So much has already been said about Instagram’s decline as a photo sharing platform. And for good reason! The majority of skilled and renowned photographers are unanimous in their contempt for Instagram with its heavily commercialized philosophy and lack of growth opportunities. As a result, more and more connoisseurs of quality photography start looking for other alternatives that are more suited to their needs and providing more freedom for their artistic expression. Well, to our mind, one of such platforms is Twitter with its multiple tools and extensive support for creative personalities. In this post, we’re going to cover five useful tips to help you make the most of Twitter as a photographer.
#1 Post as Often as You Like
Generally, the consensus on Instagram was to post once a day, but not more than twice a day. You didn’t want to dominate someone’s feed with a slew of photos. But with Twitter, you’re definitely encouraged to be more active. Of course, as with anything else, you shouldn’t go overboard and strike the right balance, but you can safely post images in stunning 4K resolution several times a day without worrying you’re spamming someone’s timeline! Just like with Instagram, you can edit your images to make it look even more attractive and professional.
(See more here to know which editing software to use for the best photos.)
#2 It’s Not Just About Photos
Unlike Instagram, you don’t need to show off you photography skills by posting professionally taken pictures. Truth be told, this is unlikely to compel someone to follow you on Twitter.
Twitter encourages you to talk about topics you genuinely care about, ask questions, spark discussions, respond to other tweets, share your expertise and experience with other photographers, etc. Have fun with quips and jokes and don’t take yourself too seriously. And make sure to be courteous to people who follow. That’s the philosophy Twitter has adopted long before your migration to this platform. So stay loyal to it.
You can also use Twitter to retweet other things you like, find useful or helpful, which is a good way to show support for other photographers’ work.
#3 Consider the Crop
One thing that can be frustrating when posting pictures on Twitter is their photo preview crop. They used to utilize AI to detect faces and find the best preview. But they have since ditched that for a number of other, more flexible and versatile features. Today, you can post a single 4×5 photo on Twitter with no crop to the photo preview. What you see is virtually what you get. When you post two images, the aspect ratio changes to 7×8 for both of them. But you can simply click on the photo to see the full thing. With three images, the photo you select first will be a 7×8 vertical crop with the following two photos in a 4×7 horizontal crop. And finally, with the max of four images, Twitter puts them in a 2×2 grid with two having a 2×1 horizontal crop. This may result in some strange previews that may appear less than ideal. So, considering the crop is just something to keep in mind when posting your projects.

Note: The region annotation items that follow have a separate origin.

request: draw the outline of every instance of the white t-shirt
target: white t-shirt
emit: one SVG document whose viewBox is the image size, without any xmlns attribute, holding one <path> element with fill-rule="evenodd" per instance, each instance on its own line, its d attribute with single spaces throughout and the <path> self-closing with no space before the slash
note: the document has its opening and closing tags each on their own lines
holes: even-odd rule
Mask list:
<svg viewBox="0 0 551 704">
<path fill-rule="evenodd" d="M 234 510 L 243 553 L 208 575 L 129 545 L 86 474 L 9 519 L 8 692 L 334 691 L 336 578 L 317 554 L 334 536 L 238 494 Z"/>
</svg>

Using hashtags on Twitter will be a bit different than on its Instagram counterpart. Twitter is more restricted by character limits, but hashtags still can come in handy here. You just want to post fewer of them. Try to cap it out at three or four intentional tags. So, if you’re a film photographer, consider including a broad hashtag like ‘film photography’ and then narrow it down to include film stock and camera used.

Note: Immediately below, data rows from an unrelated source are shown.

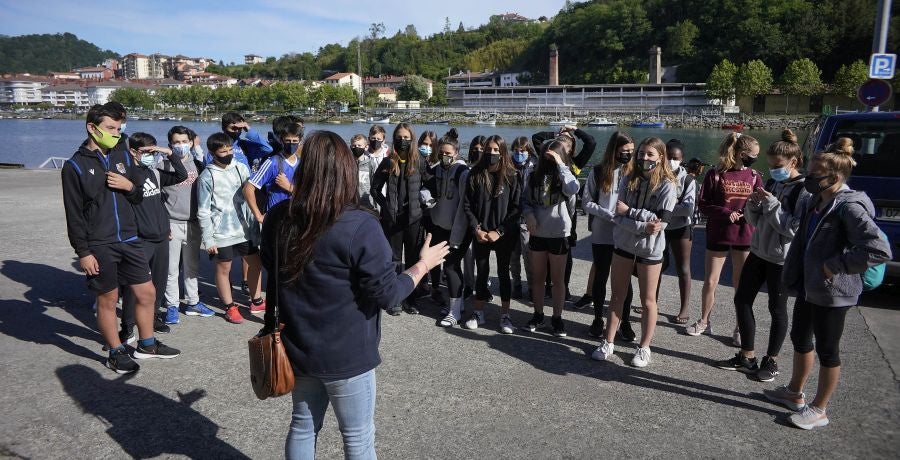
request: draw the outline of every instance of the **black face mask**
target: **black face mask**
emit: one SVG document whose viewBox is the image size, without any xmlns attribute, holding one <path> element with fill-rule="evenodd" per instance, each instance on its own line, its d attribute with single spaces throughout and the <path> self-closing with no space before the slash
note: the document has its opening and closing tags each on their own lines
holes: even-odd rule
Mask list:
<svg viewBox="0 0 900 460">
<path fill-rule="evenodd" d="M 741 157 L 741 163 L 744 164 L 745 168 L 749 168 L 753 166 L 753 163 L 756 163 L 756 159 L 759 157 Z"/>
<path fill-rule="evenodd" d="M 818 195 L 819 193 L 822 193 L 822 190 L 825 190 L 826 188 L 831 187 L 831 185 L 833 185 L 833 184 L 830 184 L 830 185 L 826 185 L 826 186 L 822 187 L 819 184 L 820 182 L 822 182 L 822 179 L 825 179 L 827 177 L 828 176 L 818 176 L 818 177 L 806 176 L 806 179 L 803 180 L 803 188 L 805 188 L 807 192 L 809 192 L 813 195 Z"/>
<path fill-rule="evenodd" d="M 398 152 L 408 152 L 412 141 L 409 139 L 394 139 L 394 147 Z"/>
</svg>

You can also search relevant hashtags to find fellow photographers and discover some cool tips and tricks that will help you improve on your skills and professionalism.
#5 Engage Genuinely and Productively
The nature of the social media beast is that in order to grow, you must engage. So, some photographers have a very transactional approach to interacting online. But if you’re genuinely interested in photography and have an appreciation for the art, interacting online in a real honest way is something you should strive for. And Twitter is the platform that can help you with that.
One of the notable advantages of Twitter is that it enables you to easily interact with like-minded people. Twitter is better suited for maintaining constructive and positive discussions and promoting the flow of expertise and professional knowledge. Twitter encourages photographers to take their support for their fellow photographers to the next level by using their platform to bring awareness or show appreciation to their work. And it provides plentiful tools for that. You can quickly retweet the post you liked, reply to it with genuine positivity and otherwise engage with people whose work inspires you.